When I first came across MC I was still a child with a rather shitty PC that could run little to no games and I was in a constant search of flash games and cartoons. I found MC pretty amusing back in the day but thought nothing more of it and soon enough my brain began to see MadCom as some kind of my weird fever dream, I wasn't even sure if these weird little cross-faced guys ever existed to begin with. That was until the goddamn TRICKY MOD for FNF. I looked at him and was like "Wait, this dude's familiar." and after a little bit of search I realized. MadCom. was. real. ALL THIS TIME. All this time I thought it to be the distortion of my childhood memories of all the things I saw on the internet back then.
I got sucked into MadCom fandom. And OH BOY what a great time it was and IS. I found friends, even a loved one to be with me when time's tough.

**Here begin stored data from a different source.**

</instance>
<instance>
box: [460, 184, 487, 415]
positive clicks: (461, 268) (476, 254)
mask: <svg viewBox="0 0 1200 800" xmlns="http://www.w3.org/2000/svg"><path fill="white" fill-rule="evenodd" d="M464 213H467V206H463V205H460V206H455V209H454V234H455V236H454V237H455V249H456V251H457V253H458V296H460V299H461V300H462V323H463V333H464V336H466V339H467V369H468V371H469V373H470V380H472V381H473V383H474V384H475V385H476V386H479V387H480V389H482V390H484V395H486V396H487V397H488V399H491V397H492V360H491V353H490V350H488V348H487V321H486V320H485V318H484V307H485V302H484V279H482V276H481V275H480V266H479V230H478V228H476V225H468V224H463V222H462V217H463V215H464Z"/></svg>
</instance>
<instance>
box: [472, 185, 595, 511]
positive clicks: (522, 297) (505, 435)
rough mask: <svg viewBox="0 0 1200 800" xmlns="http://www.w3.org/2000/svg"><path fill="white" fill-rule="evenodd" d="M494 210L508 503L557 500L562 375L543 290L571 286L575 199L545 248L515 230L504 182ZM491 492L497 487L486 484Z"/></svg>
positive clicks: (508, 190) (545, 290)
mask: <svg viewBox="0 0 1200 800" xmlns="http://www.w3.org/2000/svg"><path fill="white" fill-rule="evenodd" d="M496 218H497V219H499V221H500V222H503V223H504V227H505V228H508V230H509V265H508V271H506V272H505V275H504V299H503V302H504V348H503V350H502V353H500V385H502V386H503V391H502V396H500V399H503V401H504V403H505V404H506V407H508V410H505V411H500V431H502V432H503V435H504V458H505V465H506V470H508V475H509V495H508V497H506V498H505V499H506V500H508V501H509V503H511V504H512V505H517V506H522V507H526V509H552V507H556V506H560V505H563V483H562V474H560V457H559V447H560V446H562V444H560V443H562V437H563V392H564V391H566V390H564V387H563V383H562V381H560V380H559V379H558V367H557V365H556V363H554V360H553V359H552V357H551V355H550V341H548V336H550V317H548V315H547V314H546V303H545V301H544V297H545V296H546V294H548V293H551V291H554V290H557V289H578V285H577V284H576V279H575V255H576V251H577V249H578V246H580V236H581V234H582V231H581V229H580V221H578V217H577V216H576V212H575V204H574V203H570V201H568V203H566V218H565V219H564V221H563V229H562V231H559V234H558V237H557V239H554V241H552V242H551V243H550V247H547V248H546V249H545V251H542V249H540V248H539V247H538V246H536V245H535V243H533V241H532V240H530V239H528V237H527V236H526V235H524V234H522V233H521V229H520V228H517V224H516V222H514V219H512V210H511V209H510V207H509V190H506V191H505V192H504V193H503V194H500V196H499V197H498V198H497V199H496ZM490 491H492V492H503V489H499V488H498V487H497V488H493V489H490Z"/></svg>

And I created a whole damn fanon universe on MC from where all of these OCs are. It's a wild mics of noir, cyberpunk, dystopia and apocalyptic genre. Finally, MADNESS WOMEN written into the lore, corporations, gangs, cyborgs, etc. But one of my favorite things in writing my fanon was the fact that... A lot of cool features were made up completely random yet were so good in a full picture. The mad doctor Jocasta with her crew (that was created 80% of randomly generated grunt hirelings from M:PN2 Arena Mod), Therese's Nevadean Church that zealously worships The Savior, Friday the 13th's street goons and yellow-blooded Eris whose "family" believes yellow-bloods are superior. Damn, even the guy on the preview was randomly created. I call him Agent Rhodes and I love to joke he's like- the only competent agent in the whole AAHW.
I had a great time in Madness Combat once I rediscovered it again. I'm looking forward for more! Thank you, all of you.